これをAAの基準と比較してみると、まずaとbは

    • aの強迫感(compulsion) → アレルギー(身体的渇望)
    • bの飲酒の開始の統制困難 → 強迫観念
    • bの飲酒量と飲酒の終了の統制困難 → アレルギー(身体的渇望)

このように対応していると考えると、aとbはAAの使っている基準とかなり重なっていると言えますが、厳密に一致しているとも言えません。

一方、残りの四つはAAの基準とは対応しません。

cとdは前回取り上げた身体的依存です。cは離脱、dは耐性です。そして、eとfは行動の障害と呼ばれるものです。

aからfのうち三つが同時に存在すれば、アルコール依存症と診断できます。aとbの二つが含まれていなくても、アルコール依存症と診断されうるわけですが、AAからしてみれば、その人はノン・アルコホーリクに分類されます。
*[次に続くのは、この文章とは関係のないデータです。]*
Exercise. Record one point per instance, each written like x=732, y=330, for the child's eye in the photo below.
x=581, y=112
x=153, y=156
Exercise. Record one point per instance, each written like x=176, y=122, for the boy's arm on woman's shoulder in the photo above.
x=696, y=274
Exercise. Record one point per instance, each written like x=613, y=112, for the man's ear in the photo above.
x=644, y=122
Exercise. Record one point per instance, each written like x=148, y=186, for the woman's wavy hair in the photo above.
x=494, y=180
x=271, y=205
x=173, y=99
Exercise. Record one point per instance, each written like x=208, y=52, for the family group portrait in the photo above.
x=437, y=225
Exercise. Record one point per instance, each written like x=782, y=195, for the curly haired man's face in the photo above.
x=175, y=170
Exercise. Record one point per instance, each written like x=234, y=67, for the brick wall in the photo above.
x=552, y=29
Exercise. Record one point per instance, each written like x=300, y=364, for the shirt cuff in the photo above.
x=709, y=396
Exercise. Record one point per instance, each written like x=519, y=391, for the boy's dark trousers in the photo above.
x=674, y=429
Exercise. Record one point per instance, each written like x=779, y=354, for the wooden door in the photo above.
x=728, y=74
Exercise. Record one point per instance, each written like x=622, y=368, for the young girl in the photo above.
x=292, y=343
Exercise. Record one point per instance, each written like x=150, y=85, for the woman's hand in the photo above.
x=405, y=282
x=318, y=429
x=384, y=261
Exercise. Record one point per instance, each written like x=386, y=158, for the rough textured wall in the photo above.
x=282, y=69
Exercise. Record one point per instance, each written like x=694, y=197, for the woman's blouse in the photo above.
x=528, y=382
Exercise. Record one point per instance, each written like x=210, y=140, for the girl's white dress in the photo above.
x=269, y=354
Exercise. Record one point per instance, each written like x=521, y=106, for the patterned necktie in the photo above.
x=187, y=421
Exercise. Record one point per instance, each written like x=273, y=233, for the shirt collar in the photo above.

このような、アルコール依存症だけれど、アルコホリズムには至っていない人が存在するわけです。言い換えれば、その人はアルコール依存症者であるけれども、アルコホーリクではないのです。

なぜ、アルコホリズムとアルコール依存症とで、このようなズレが生じるかというと、前回説明したように、医学が数十年にわたって対象範囲を広げてきたからです。

医学的な依存症・乱用というカテゴリと、AAの使うアルコホリズムという概念の関係性を図にしてみると、このようになります。WHOの専門家委員会が嗜癖と習慣を区別しようと苦労していた時代(1950年代)は、AAのアルコホリズムの概念と医学のアルコール嗜癖(alcohol addiction)の間に大きなズレはなかったでしょう。それは、この図のなかで、最も濃い赤で示しています。

アルコホリズムと医学的な診断名の関係
注:依存と乱用の区別はDSM-IVのもの。アルコール依存症候群と有害な使用はICD-10での名称。

時代が下って、操作的診断基準が作られると、依存症に含まれる対象は広がりました。さらに乱用(有害な使用)というカテゴリが設けられると、その段階の人も治療の対象となっていきました。

アルコホリズムと医学的な診断名の関係

こちらの図は描き方を変えてあります。先ほどの図の同心円が山岳地図の等高線のように見えるので、全体を山のように描写しました。アルコホーリクというのは、この山を麓から登り続け、ついに山頂(近く)まで登り詰めた努力家たちである、と言えます。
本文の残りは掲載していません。